Normal Finance contracts with Onramper, a service provider, to perform the following functions on behalf of Normal:
- Facilitate fiat to crypto purchases using various payment methods with delivery to the index token vault smart contracts
Normal Finance also contract with Magic, a service provider, to perform the following functions on behalf of Normal:
- Authenticate users via email, phone number, and social providers
- Create non-custodial crypto wallets for user authenticated using the methods above
- Secure and manage the private keys of these non-custodial crypto wallets
A failure to successfully perform any of the above functions could impair the ongoing operation of the index token and its corresponding value.
11
Trade Risk
When using these third-party service providers for buying and selling crypto assets, it’s important to keep in mind the change between the expected trade price and the executed price. This is known as slippage and will vary across service providers based on their liquidity partners and order execution.

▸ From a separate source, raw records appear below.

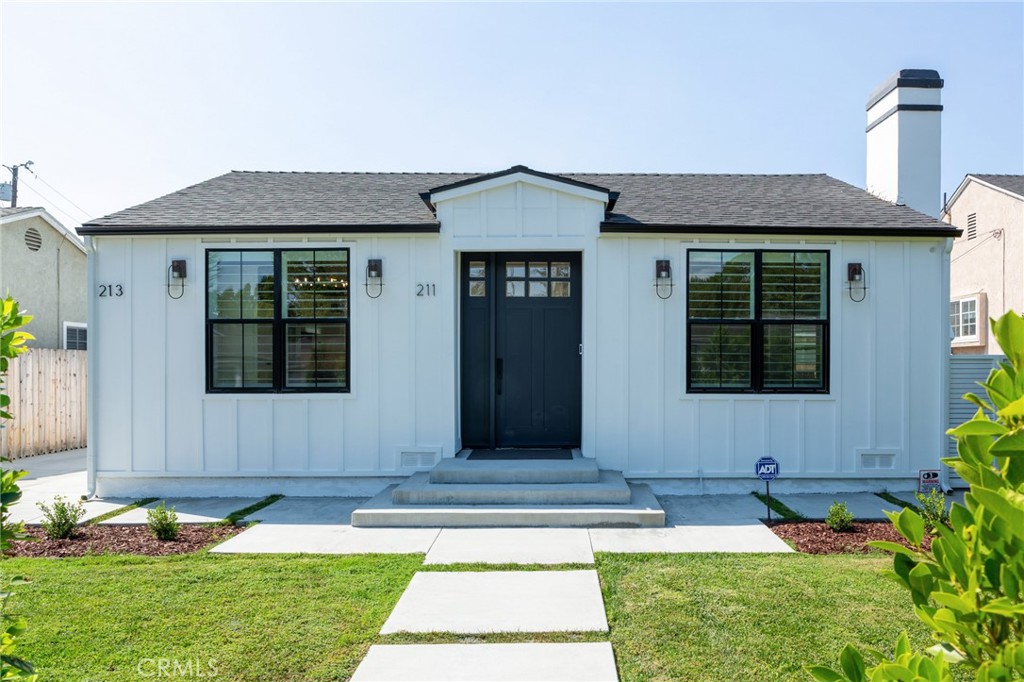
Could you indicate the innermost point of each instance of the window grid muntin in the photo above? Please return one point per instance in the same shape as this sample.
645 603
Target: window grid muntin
280 325
758 324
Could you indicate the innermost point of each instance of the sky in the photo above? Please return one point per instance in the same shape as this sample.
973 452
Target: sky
118 103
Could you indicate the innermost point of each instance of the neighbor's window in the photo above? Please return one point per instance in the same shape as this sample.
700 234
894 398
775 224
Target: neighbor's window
964 317
278 321
758 322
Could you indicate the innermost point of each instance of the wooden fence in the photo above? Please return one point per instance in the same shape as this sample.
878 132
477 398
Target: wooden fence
47 390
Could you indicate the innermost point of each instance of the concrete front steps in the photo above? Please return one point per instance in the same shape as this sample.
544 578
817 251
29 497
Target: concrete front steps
461 493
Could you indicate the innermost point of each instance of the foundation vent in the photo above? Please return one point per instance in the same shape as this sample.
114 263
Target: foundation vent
878 461
420 460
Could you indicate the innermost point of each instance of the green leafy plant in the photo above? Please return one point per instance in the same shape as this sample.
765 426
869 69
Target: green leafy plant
60 519
969 588
933 509
839 518
163 522
11 626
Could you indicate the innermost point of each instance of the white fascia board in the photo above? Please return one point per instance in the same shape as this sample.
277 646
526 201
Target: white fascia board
971 178
526 178
53 222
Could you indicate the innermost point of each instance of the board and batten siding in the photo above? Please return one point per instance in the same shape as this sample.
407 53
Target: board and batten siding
880 419
883 417
155 417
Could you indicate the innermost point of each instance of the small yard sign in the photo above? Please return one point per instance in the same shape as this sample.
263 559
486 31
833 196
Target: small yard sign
767 469
928 479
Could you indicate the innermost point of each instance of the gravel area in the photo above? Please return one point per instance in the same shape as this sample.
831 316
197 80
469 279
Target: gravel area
121 540
816 538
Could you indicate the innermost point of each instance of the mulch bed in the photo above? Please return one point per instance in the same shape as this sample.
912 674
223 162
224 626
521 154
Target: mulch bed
121 540
816 538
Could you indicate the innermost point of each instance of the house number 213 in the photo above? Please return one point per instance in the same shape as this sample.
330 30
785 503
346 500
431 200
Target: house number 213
107 291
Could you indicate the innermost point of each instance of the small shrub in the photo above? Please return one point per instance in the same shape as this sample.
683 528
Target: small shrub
933 509
60 519
163 522
839 517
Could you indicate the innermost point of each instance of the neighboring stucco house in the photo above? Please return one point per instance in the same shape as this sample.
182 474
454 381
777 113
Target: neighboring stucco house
986 269
312 333
43 264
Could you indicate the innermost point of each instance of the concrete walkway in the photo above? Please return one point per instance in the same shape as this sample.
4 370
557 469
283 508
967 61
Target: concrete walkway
52 475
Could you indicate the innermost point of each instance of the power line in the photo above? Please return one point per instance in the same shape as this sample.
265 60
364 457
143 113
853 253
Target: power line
38 177
991 235
53 205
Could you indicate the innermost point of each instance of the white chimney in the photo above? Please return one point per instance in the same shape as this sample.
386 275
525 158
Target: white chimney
904 140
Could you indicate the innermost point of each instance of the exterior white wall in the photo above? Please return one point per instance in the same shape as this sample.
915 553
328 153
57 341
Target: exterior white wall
886 369
156 429
989 267
904 151
48 283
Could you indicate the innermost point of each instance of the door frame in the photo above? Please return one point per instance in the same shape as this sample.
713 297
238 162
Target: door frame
491 258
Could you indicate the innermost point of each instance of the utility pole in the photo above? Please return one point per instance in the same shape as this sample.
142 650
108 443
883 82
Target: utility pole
13 180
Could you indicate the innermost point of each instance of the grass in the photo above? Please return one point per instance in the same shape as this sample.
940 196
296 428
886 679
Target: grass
236 516
120 510
698 616
778 507
257 617
748 617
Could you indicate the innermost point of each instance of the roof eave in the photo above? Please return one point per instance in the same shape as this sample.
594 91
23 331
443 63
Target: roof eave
99 229
834 230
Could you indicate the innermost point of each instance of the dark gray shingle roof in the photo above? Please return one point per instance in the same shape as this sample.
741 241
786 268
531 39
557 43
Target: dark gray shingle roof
1014 183
267 200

Each of these service providers may also include a variety of transaction fees to trades on their platform, including, but not limited to processing fees and blockchain network fees.
12
No FDIC or SIPC Protection
Normal Finance, the Normal Index smart contracts, and any third-party crypto trading providers - such as Onramper, Coinbase, and others - are not banking institutions or otherwise members of the Federal Deposit Insurance Corporation ("FDIC") or the Securities Investor Protection Corporation ("SIPC"). The index token and its underlying crypto assets are not subject to the protections of FDIC or SIPC member institutions.
13
Regulatory Risk
As crypto assets have grown in popularity and market size, various countries and jurisdictions have begun to develop regulations governing the crypto asset industry. To the extent that future regulatory actions or policies limit the ability to buy, sell or redeem crypto assets or utilize them for payments, the demand for crypto assets may be reduced. Furthermore, regulatory actions may limit the ability of end-users to convert digital assets into fiat currency (e.g., U.S. dollars) or use digital assets to pay for goods and services. Such regulatory actions or policies could result in a reduction of demand, and in turn, a decline in the underlying digital asset unit prices, and a corresponding decline in the value of the index token.
14
Annual Total Returns
The index token will hold investments that track the index regardless of current or projected performance of the index or of the actual crypto assets that are held. Past performance of any of the underlying crypto assets or of the index is not indicative of future results of those crypto assets or of the index.
15
Tax Information
Prior to any decision to purchase the index token, it is recommended that you consult a tax professional to determine the tax implications of buying, holding or selling the index token.If you sell, exchange, or spend cryptocurrency, you may also have to pay capital gains tax on any profit you made from the transaction. It is important to keep accurate records of your cryptocurrency transactions and report them accurately on your tax return to avoid penalties and interest. Please consult a tax specialist to find out about your unique tax situation.